I have been working on [flang][OpenMP] Parallel region failure · Issue #106297 · llvm/llvm-project · GitHub and believe this shows a broader problem with the LLVM IR generation for delayed privatization. This RFC is to agree on a solution to this problem.
Here is a minimal reproducer
program bug
implicit none
integer :: table(10)
!$OMP PARALLEL PRIVATE(table)
table = 50
if (any(table/=50)) then
stop 'fail 3'
end if
!$OMP END PARALLEL
print *,'ok'
End Program
I can only reproduce this at -O0
in this case, but I believe the same thing could happen for other code at different optimization levels.
Problem Description
Currently, the translation of privatization for omp.parallel
from MLIR to LLVMIR (OpenMPToLLVMIRTranslation.cpp
) works something like this
Initially the privatized variable is referenced via an MLIR block argument to the parallel region.

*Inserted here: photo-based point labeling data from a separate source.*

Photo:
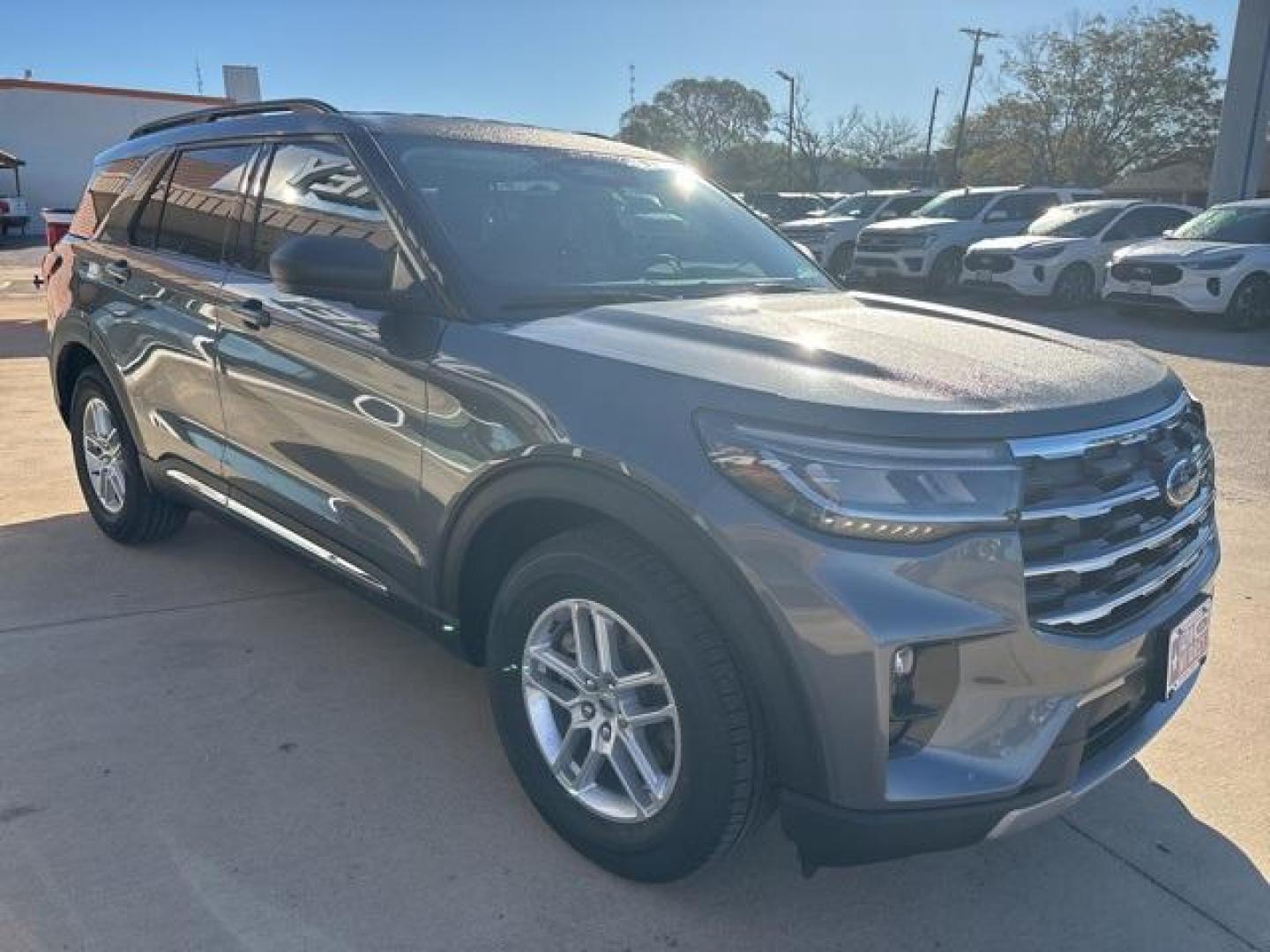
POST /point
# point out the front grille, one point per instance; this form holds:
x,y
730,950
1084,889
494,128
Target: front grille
x,y
889,242
987,262
1102,541
1147,271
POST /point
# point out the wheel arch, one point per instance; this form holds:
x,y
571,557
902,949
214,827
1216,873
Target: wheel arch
x,y
530,499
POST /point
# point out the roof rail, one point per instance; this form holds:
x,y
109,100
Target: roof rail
x,y
233,111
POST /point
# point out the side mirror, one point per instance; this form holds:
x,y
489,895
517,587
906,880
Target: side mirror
x,y
333,270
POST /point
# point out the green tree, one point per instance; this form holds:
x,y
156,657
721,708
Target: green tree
x,y
698,120
1087,100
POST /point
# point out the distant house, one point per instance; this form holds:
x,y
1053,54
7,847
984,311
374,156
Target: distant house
x,y
56,129
1183,178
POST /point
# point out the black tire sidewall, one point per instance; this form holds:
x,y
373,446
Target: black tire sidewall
x,y
89,385
684,831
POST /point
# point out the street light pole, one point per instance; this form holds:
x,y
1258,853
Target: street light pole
x,y
788,132
975,60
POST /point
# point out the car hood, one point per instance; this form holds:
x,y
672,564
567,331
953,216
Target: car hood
x,y
1177,250
822,219
1021,242
903,225
873,363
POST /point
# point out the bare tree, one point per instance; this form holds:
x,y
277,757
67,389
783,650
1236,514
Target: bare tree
x,y
816,147
880,138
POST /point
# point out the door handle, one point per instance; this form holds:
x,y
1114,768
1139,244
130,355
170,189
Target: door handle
x,y
120,271
253,314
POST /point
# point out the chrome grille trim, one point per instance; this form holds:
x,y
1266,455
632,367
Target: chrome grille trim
x,y
1102,545
1192,513
1185,560
1080,443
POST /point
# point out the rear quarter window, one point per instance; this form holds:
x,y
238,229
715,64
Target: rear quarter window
x,y
103,190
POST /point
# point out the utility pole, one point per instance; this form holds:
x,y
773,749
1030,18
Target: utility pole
x,y
930,138
978,34
788,133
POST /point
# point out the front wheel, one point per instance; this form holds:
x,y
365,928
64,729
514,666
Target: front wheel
x,y
1073,287
1250,303
621,709
945,273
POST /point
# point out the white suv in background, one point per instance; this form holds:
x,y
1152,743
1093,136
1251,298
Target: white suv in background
x,y
1218,263
832,236
1064,254
929,247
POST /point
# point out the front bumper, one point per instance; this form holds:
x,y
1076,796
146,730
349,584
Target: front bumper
x,y
1192,294
912,264
832,836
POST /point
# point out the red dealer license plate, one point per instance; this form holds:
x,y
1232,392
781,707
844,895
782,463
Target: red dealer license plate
x,y
1188,648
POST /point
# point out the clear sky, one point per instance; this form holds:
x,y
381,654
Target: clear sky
x,y
557,63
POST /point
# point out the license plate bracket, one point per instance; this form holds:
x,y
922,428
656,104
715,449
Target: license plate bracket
x,y
1184,648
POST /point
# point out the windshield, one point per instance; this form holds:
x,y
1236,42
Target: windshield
x,y
1073,221
955,205
1243,227
545,227
856,206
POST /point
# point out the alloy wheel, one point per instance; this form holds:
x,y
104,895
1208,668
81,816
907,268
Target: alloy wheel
x,y
601,710
103,456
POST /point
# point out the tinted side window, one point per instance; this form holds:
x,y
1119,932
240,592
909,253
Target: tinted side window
x,y
201,201
145,228
104,188
1027,206
314,188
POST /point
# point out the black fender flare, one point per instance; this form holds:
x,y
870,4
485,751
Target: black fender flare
x,y
641,507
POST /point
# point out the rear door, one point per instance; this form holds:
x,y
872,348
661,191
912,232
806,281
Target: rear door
x,y
152,283
325,418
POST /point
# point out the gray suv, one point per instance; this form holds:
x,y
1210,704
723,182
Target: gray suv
x,y
727,539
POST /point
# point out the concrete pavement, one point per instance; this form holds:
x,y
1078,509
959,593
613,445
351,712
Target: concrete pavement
x,y
206,746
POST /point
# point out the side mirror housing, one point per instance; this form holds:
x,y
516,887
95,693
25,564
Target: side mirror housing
x,y
333,268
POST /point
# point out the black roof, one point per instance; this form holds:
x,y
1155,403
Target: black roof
x,y
306,115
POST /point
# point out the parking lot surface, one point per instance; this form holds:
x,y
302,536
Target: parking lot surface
x,y
206,746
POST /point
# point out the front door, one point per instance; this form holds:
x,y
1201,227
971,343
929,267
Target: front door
x,y
325,417
153,287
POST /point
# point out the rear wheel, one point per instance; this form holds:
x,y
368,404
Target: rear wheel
x,y
118,498
945,271
1250,303
620,706
1073,287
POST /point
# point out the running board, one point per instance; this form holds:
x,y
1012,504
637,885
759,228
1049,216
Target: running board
x,y
276,528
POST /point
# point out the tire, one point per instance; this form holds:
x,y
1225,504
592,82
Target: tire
x,y
945,273
1250,303
840,262
710,756
1073,287
122,504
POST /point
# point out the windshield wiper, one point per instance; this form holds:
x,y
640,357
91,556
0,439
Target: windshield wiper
x,y
588,299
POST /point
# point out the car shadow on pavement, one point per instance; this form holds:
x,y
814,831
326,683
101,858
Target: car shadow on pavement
x,y
23,338
270,762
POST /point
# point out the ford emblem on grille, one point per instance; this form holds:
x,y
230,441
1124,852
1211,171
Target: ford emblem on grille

- Replace (in MLIR) all usages of this block argument with the non-private copy of the variable (constructor for
OmpParallelOpConversionManager
). In this case, the shared copy oftable
is a global variable. - Generate LLVMIR for the body of the parallel region (
bodyGenCB
) using this incorrect reference to the shared copy oftable
- Run the privatization callback (
privCB
) which inlines the region which allocates the private variable and sets itsllvmReplacementValue
argument with what the private variable instance should be replaced with (in LLVMIR). - Replace references to the shared copy of
table
with the value for the private copy oftable
provided by the privatization callback in step 3 (OpenMPIRBuilder::createParallel
). - Undo the changes to the MLIR (destructor for
OmpParallelOpConversionManager
)
The problem comes in step 4. This replacement does not work correctly if the value being replaced is an llvm::Constant
instead of an llvm::Instruction
. In the code example above, we are replacing the address of a global variable (treated as a constant) with a runtime value (an address returned by alloca). If the llvm::Constant
is used by an llvm::Instruction
we replace it successfully (e.g. where it is used in getelementptr
to lower table/=50
). However llvm::Constant
s can also be used as parts of other llvm::Constants
(this is used to create a constant struct initializer used to populate the box passed to the runtime call to Assign
for table = 50
). In this case we cannot insert the result of the alloca into the compound constant (a constant cannot depend upon a runtime value). The conversion silently skips these cases and so not all references to the shared copy of table
are converted.
The result of this is that the assignment table = 50
(or any other runtime call using the box descriptor) is performed on the shared copy of table
not the private copy.
But what about clang?
Why doesn’t clang face the same issue? The privCB
callback implemented by clang looks like a no-op (it sets the llvmReplacementValue
equal to the source value so that no replacement is performed). I haven’t dug into this but presumably clang generates its own code for privatization in the body of the parallel region without relying upon the system in OpenMPIRBuilder
. So far as I can tell, MLIR is the only real upstream usage of the privCB
argument.
Potential Solutions
1. Implement transformations for instructions using the compound constants
In this case, the compound constant is used in a store
. This store instruction can be rewritten to accept a runtime value for the descriptor’s data address field.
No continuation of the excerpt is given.